2.10. De hoger beroepen van de vereniging en [appellant sub 1B] en van [appellant sub 2] zijn gegrond. Het hoger beroep van het college is ongegrond. De aangevallen uitspraak dient te worden bevestigd met verbetering van de gronden waarop zij rust.
De Afdeling ziet, gelet op hetgeen onder 2.2.1 is overwogen, aanleiding om met toepassing van artikel 8:72, vierde lid, van de Algemene wet bestuursrecht te bepalen dat het bezwaar tegen het besluit van 19 februari 2009, voor zover ingediend door [appellant sub 1A], niet-ontvankelijk wordt verklaard. De Afdeling zal bepalen dat deze uitspraak in zoverre in de plaats komt van het vernietigde besluit.

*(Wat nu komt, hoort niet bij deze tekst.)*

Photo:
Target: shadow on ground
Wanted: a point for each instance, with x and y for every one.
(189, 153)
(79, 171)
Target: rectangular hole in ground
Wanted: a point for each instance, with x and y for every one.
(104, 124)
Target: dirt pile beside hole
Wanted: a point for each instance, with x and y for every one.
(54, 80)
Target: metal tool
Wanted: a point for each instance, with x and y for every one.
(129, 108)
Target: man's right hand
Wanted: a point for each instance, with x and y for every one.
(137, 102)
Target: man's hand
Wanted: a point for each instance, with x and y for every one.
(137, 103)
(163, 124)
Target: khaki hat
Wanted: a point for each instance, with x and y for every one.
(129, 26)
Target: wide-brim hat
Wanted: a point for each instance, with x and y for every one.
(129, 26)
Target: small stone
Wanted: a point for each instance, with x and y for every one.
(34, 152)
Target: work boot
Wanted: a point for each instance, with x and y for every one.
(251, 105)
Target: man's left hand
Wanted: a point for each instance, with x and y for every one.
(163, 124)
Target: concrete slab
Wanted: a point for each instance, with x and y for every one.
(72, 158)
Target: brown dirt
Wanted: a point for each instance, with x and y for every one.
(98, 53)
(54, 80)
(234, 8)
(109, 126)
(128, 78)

De Afdeling ziet, gelet op hetgeen onder 2.9.1 is overwogen, voorts aanleiding om te bepalen dat de bij de uitspraak van 24 juli 2009 door de voorzieningenrechter van de rechtbank getroffen voorziening voortduurt tot en met zes weken na het nemen van een nieuw besluit op bezwaar door het college.
2.11. Het college dient op na te melden wijze tot vergoeding van de proceskosten te worden veroordeeld.

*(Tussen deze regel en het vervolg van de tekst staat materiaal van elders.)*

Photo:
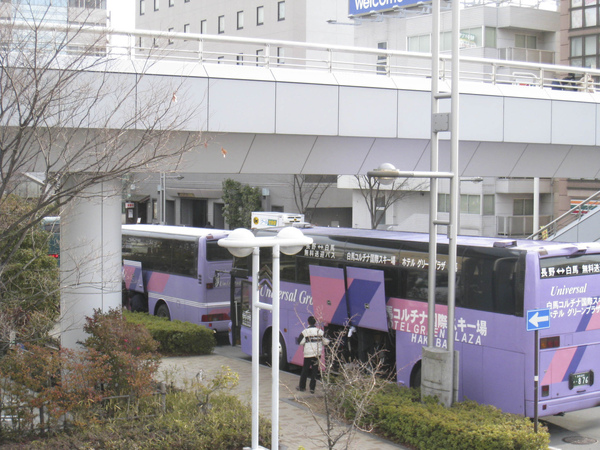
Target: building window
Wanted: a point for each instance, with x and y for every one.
(443, 202)
(470, 204)
(584, 13)
(382, 59)
(525, 41)
(420, 43)
(584, 51)
(489, 205)
(260, 15)
(523, 207)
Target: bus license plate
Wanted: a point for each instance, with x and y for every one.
(581, 379)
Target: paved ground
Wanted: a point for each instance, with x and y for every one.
(298, 429)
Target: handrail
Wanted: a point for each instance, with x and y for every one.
(273, 54)
(576, 213)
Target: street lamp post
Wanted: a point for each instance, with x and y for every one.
(162, 187)
(436, 362)
(241, 243)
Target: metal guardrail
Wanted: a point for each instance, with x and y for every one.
(516, 226)
(575, 214)
(143, 45)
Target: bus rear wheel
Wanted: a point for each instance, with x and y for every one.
(163, 311)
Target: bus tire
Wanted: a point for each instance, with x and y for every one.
(163, 311)
(138, 303)
(283, 364)
(415, 376)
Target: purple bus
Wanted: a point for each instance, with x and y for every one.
(179, 273)
(376, 281)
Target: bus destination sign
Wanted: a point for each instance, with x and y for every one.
(360, 7)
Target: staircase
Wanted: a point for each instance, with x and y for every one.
(580, 224)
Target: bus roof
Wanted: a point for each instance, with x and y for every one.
(173, 231)
(548, 248)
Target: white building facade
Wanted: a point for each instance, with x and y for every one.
(495, 30)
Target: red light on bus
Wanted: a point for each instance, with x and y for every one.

De Afdeling bestuursrechtspraak van de Raad van State
Recht doende in naam der Koningin:
I. verklaart de hoger beroepen van de vereniging "Vereniging tot behoud van landelijk Oele" en [appellant sub 1B] en van [appellant sub 2] gegrond;
II. verklaart het bezwaar tegen het besluit van 19 februari 2009, voor zover ingediend door [appellant sub 1A], niet-ontvankelijk;
III. bepaalt dat deze uitspraak in zoverre in de plaats komt van het door de rechtbank vernietigde besluit van 12 mei 2009;
IV. bevestigt de aangevallen uitspraak voor het overige;
V. bepaalt dat de bij de uitspraak van 24 juli 2009 door de voorzieningenrechter van de rechtbank Almelo getroffen voorziening, die er toe strekt dat het college van burgemeester en wethouders van Hengelo onmiddellijk met bestuursdwang optreedt ten aanzien van de bouw van de woning op de percelen [locatie] te [plaats] door de vergunninghouder te gelasten de bouwwerkzaamheden met onmiddellijke ingang stil te leggen en stilgelegd te houden, op straffe van een in die uitspraak genoemde dwangsom, voortduurt tot en met zes weken na het nemen van een nieuw besluit op bezwaar door het college;
VI. veroordeelt het college van burgemeester en wethouders van Hengelo tot vergoeding van bij de vereniging "Vereniging Tot Behoud van Landelijk Oele" en [appellant sub 1B] in verband met de behandeling van het hoger beroep opgekomen proceskosten tot een bedrag van € 874,00 (zegge: achthonderdvierenzeventig euro), geheel toe te rekenen aan door een derde beroepsmatig verleende rechtsbijstand;
veroordeelt het college van burgemeester en wethouders van Hengelo tot vergoeding van bij H.J. [appellant sub 2] in verband met de behandeling van het hoger beroep opgekomen proceskosten tot een bedrag van € 874,00 (zegge: achthonderdvierenzeventig euro)), geheel toe te rekenen aan door een derde beroepsmatig verleende rechtsbijstand;
VII. gelast dat het college van burgemeester en wethouders van Hengelo aan appellanten het door hen betaalde griffierecht ten bedrage van € 447,00 (zegge: vierhonderdzevenenveertig euro) voor de vereniging "Vereniging Tot Behoud van Landelijk Oele" en [appellant sub 1B] voor de behandeling van het hoger beroep en € 223,00 (zegge: tweehonderddrieëntwintig euro) voor [appellant sub 2] voor de behandeling van het hoger beroep vergoedt;
VIII. bepaalt dat van het college van burgemeester en wethouders van Hengelo een griffierecht van € 447,00 (zegge: vierhonderdzevenenveertig euro) wordt geheven.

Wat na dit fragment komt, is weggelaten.